Note: This post is an excerpt of a longer essay in the LNP, “Sex and Our City,” Part II. Brinkman Hall, described here, is one stop on the Lancaster Vice Historic Walking tour, which you can book at Lancastervice.com
It’s not surprising that Lancaster was famous for rough or “vulgar” dancing, such as the “Grizzly Bear” or the “Turkey Trot,” in the early 1900s. We already know that Lancaster was a “wide open” city for commercial sex, gambling and drinking at that time. City officials encouraged and even participated in these activities, which were easily accessible and highly visible. Dance halls fueled vice.
Located throughout downtown Lancaster (on Orange and Duke streets, for example), Lancaster’s dance halls were popular among wage-earning women and men. Dance halls were loud, smoky, hot, and crowded. Sawdust covered the floors, to absorb sweat and any tobacco juice that missed the cuspidors. Women often wore black to conceal perspiration. Women shocked observers when they smoked cigarettes alongside men between dances. Popular ragtime music, associated with Black musicians, enhanced the scandalous reputation of the dance halls.
The leading reformers of Lancaster (and the investigators they invited to town in 1913) believed that dance halls supported commercial sex in several ways. First, sex workers met clients at the dances. As the Reverend Clifford Twombly, the rector of Saint James Episcopal Church, explained, “At present, there is nothing to prevent the prostitute from plying their trade at these places.”
Second, brothel keepers recruited new sex workers in the dance halls. This is why investigators worried when they saw the wage-earning women mingling with the full-time prostitutes at dances and in beer gardens downtown. One undercover investigator described this scene at Turn Verein, a German social and political club on North Water Street, that held concerts and dances:
Young girls whom I had previously seen walking about the streets were seated among the prostitutes and pimps, of whom there were a great many. … The women of the streets were also well represented and it can truly be said that most of the prostitutes in town were present.
Paul Kinsie, a 24-year-old investigator from New York, noticed that May Snyder, the manager of a brothel on Washington Street, seemed to be recruiting new workers at Brinkman Hall at 28 E. Orange St. (where the Lancaster Bar Association currently has its offices): “I am of the opinion that May comes to these dances not to get trade (clients), as the girls usually predominate, but to induce some of these beautiful girls to come to her house.”
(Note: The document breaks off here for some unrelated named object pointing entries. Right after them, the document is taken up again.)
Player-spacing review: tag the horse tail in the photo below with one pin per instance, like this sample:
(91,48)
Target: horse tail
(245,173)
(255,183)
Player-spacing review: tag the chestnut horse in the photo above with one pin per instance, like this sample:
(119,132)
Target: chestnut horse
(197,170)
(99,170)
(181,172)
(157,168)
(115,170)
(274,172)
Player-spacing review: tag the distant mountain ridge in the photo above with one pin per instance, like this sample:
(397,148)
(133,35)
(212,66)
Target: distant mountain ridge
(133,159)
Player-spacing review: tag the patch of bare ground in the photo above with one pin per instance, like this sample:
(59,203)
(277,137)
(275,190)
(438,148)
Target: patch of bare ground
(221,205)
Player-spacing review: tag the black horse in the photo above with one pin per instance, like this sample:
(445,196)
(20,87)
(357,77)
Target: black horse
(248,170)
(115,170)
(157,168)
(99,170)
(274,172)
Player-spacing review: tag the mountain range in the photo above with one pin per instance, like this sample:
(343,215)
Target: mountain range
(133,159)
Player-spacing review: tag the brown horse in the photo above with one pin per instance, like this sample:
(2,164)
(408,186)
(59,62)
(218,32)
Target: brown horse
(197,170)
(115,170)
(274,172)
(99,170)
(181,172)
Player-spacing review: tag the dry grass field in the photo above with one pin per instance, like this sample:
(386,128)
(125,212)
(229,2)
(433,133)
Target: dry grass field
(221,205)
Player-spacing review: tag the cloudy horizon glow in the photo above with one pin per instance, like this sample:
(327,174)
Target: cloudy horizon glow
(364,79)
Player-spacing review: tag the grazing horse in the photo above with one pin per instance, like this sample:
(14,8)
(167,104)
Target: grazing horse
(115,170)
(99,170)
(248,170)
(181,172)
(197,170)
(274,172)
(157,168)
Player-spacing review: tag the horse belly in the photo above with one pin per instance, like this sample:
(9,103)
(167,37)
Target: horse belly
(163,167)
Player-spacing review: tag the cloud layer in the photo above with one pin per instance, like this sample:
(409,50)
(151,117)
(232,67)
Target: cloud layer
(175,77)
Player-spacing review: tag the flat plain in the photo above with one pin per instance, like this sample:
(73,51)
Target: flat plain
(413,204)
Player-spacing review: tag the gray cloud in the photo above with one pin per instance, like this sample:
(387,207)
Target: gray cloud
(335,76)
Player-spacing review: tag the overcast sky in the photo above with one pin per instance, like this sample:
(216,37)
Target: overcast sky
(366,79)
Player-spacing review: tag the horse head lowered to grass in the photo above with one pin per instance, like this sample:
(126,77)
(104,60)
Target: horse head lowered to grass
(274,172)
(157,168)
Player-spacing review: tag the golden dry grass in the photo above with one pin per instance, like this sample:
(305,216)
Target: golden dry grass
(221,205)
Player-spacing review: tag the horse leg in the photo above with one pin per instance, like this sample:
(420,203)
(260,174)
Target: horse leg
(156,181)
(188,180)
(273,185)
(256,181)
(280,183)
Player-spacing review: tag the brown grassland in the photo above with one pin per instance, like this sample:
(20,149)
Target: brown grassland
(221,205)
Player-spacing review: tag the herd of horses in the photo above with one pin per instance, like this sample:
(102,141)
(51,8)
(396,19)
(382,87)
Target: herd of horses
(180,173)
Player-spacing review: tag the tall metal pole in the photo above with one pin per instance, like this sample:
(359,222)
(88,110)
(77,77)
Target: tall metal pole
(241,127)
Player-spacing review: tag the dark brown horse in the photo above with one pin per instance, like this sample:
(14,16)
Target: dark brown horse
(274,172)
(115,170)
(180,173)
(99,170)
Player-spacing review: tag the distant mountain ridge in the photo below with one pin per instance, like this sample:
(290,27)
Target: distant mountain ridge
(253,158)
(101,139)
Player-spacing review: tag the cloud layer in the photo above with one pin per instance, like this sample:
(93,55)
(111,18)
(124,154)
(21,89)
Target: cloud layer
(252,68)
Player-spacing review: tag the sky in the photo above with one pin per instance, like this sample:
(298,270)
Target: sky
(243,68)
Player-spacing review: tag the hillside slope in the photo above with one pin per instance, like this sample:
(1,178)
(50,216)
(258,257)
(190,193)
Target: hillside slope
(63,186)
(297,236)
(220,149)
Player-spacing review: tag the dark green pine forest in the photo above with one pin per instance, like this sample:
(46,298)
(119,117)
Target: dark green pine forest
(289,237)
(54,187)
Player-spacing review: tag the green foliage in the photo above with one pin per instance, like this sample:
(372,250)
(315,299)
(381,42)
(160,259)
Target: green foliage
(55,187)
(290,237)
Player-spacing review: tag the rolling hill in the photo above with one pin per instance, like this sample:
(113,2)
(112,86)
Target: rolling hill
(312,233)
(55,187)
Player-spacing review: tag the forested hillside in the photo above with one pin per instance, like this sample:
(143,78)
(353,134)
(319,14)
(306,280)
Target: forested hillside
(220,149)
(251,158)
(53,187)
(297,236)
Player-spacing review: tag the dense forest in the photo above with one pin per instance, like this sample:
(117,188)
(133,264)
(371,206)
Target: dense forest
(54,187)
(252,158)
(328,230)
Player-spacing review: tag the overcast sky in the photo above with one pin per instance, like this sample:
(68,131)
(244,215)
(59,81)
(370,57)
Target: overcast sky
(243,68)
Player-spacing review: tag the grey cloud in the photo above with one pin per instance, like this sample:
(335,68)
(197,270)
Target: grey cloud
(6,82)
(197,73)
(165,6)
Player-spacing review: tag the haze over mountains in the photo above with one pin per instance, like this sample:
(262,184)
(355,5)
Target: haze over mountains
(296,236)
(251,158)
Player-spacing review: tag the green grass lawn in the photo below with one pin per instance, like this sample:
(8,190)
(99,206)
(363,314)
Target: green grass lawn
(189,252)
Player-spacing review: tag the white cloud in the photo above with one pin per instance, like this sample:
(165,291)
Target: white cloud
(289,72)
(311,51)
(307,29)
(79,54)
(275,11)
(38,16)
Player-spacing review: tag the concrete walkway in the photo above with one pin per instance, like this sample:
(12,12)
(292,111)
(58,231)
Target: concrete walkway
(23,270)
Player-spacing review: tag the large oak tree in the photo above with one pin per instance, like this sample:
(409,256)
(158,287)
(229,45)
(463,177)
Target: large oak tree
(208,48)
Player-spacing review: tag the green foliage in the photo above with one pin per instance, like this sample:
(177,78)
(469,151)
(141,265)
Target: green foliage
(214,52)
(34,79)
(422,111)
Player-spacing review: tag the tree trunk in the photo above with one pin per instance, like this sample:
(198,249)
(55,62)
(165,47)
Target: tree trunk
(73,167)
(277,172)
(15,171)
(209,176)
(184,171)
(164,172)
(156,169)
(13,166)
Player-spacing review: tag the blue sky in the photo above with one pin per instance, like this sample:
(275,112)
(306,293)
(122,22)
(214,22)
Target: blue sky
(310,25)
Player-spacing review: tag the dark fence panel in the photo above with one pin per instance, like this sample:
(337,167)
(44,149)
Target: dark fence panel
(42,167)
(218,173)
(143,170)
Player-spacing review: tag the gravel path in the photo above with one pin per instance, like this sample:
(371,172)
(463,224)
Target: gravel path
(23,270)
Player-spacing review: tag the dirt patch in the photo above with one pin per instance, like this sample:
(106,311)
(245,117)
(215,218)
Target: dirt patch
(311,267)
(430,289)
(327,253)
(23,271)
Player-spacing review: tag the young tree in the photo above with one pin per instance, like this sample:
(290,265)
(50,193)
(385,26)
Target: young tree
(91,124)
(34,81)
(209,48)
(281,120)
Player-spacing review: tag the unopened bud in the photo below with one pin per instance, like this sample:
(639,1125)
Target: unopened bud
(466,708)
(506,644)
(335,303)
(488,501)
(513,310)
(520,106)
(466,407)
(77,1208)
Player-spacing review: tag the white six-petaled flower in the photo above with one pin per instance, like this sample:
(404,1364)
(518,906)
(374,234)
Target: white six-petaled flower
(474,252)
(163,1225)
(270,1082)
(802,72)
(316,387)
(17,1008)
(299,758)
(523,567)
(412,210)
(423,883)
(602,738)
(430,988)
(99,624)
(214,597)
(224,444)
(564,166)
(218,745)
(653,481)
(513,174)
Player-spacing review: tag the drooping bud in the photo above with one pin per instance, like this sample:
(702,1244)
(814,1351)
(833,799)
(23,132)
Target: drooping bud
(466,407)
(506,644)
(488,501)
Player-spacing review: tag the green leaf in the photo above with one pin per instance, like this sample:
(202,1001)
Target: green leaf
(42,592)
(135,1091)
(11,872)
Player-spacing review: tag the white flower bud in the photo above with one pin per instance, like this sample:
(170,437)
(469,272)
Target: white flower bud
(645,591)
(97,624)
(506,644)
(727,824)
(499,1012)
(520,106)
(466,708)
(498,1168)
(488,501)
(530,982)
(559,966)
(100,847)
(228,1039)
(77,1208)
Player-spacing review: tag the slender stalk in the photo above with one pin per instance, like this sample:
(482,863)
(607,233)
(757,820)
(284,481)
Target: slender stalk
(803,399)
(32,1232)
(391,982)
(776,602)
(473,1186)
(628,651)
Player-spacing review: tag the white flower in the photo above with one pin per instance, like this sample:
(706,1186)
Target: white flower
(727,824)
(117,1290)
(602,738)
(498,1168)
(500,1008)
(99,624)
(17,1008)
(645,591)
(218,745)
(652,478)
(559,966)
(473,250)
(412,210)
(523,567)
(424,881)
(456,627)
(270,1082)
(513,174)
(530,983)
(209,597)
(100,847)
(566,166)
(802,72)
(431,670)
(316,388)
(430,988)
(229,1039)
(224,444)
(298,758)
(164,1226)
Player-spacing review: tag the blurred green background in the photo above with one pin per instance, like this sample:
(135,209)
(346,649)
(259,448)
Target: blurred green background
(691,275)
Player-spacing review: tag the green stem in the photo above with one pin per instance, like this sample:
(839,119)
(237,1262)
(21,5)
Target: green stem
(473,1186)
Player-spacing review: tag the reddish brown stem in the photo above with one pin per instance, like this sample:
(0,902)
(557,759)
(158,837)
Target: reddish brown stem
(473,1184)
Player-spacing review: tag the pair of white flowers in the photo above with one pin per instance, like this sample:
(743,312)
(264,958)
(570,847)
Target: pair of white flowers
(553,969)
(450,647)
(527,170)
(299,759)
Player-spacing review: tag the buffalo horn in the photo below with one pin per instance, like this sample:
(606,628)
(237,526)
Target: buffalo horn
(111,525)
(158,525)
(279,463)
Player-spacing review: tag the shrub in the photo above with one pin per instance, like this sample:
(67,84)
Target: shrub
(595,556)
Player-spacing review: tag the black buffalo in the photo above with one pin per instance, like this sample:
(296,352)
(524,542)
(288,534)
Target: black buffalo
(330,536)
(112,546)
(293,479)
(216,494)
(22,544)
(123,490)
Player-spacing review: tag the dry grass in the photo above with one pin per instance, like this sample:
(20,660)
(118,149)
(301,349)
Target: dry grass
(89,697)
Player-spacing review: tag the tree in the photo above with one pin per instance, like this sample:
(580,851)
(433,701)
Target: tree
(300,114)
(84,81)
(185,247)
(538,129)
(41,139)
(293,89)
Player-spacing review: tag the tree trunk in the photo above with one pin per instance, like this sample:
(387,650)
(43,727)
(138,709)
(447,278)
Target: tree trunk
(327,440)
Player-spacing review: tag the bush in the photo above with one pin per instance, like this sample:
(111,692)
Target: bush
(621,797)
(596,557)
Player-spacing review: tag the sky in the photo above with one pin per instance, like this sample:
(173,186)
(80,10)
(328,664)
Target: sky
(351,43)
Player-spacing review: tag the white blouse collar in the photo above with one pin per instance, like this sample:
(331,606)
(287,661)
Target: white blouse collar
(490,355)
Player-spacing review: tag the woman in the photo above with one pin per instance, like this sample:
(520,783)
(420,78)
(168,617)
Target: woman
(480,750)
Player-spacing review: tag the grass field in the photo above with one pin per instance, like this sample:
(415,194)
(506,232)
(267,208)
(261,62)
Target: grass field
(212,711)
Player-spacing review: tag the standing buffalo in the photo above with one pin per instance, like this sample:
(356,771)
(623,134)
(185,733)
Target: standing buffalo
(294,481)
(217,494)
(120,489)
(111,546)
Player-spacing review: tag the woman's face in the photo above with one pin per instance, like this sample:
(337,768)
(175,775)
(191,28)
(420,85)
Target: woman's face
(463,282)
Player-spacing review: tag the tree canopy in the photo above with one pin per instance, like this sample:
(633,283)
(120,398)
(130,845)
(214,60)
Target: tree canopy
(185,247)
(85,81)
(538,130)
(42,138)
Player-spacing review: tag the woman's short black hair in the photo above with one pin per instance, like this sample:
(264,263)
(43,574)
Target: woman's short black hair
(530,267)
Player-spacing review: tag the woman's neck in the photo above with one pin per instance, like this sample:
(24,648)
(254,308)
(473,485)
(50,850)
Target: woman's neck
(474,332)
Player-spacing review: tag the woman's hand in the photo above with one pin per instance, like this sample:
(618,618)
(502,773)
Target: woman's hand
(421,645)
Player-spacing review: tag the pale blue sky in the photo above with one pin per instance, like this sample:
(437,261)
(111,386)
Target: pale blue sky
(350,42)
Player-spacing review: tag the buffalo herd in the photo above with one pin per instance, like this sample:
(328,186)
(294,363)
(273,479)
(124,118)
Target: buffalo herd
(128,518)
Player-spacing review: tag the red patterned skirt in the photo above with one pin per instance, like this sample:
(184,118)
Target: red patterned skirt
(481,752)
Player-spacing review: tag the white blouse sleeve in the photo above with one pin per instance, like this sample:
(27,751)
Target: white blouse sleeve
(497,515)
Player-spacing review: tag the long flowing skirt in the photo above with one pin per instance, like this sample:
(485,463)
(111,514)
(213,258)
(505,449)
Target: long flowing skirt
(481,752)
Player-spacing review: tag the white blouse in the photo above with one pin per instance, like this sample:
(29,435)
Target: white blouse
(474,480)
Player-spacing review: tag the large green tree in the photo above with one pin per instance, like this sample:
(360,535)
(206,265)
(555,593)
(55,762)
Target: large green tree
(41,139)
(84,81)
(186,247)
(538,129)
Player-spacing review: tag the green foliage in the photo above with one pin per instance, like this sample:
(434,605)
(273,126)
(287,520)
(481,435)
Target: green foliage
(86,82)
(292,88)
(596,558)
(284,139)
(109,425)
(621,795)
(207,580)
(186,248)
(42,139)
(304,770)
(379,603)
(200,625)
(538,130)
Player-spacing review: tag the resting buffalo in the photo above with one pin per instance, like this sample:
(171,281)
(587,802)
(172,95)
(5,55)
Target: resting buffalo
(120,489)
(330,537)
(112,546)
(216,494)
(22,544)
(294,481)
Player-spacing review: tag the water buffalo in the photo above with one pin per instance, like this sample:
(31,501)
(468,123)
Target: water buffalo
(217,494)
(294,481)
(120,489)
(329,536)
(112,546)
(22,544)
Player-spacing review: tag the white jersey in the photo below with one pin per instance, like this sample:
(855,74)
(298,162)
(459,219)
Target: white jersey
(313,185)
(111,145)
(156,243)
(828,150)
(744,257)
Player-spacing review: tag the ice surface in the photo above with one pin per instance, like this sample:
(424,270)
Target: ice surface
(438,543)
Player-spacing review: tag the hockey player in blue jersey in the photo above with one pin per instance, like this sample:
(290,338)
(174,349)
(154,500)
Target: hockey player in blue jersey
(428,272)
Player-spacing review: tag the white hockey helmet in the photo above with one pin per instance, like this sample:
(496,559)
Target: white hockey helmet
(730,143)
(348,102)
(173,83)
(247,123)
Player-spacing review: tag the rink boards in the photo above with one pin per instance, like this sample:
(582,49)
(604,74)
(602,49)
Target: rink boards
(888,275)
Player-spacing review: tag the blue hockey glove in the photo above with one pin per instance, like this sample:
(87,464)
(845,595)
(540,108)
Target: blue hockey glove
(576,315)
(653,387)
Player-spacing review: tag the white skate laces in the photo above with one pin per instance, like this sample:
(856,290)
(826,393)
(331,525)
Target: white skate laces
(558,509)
Near the end of his monthlong investigation, Kinsie condemned Brubaker’s Dance Hall on North Duke Street:
This place, in my opinion, is the cause of the ruination of the majority of girls. Night after night the same faces can be seen in the hall, and about the streets. I have observed and learned that young girls who wish to go to the dance loiter about in the locality, and actually solicit young men to take them. I, myself, have never been solicited, which is due to the fact that the girls travel in pairs and I was always alone, but I have seen these girls flirt with fellows and within ten minutes, arm and arm, enter the dance hall. … The dancing at this hall is disgraceful. The place has won the approval of the youthful element, who frequent it, because of the fact that all suggestive and immoral dances are permitted.
After 10 o’clock, there are numerous prostitutes about the streets. They openly and boldly solicit along King, Queen, Duke, and Prince Streets. The police in many cases, know the prostitutes, and see them solicit, but do not interfere.
Leading reformers tried to close the dance halls. Twombly lobbied city officials to regulate dance halls by appointing an inspector who had the power to shut dance halls down if they allowed immoral dancing, if anyone was intoxicated, or if prostitutes were admitted. But Lancaster City Council resoundingly voted down this proposal in 1914.
Reformers, however, did succeed in passing a curfew ordinance in 1913. From April 1 to Oct. 1, young people under the age of 16 had to be home by 9:30 p.m. (factory whistles blew at 9:15 p.m. to call children home). The curfew was 9 p.m. for the rest of the year. Mayor Francis (“Frank”) McClain had misgivings about the curfew — which is not surprising, because his approach to vice was “live and let live.” Some leading citizens complained that police enforcement and the $1 fine were light.
These measures focused on dampening down Lancaster’s nightlife and limiting young people’s access to it. Yet such regulations hardly struck at the roots of commercial sex — the financial needs that drew women (and sometimes men) to sell sex and the gender power imbalances that marginalized women politically and socially. Dance halls, after all, did not cause of the “ruination” of women.
Resource List:
McBee, Randy. Dance Hall Days: Intimacy and Leisure Among Working-Class Immigrants in the United States. New York: New York University Press, 2000.
Nasaw, David. Going Out: The Rise and Fall of Public Amusements. New York: Basic Books, 1993.
“Regulation of Dance Halls Latest Move.” Lancaster Morning Journal, 2 Apr. 1914.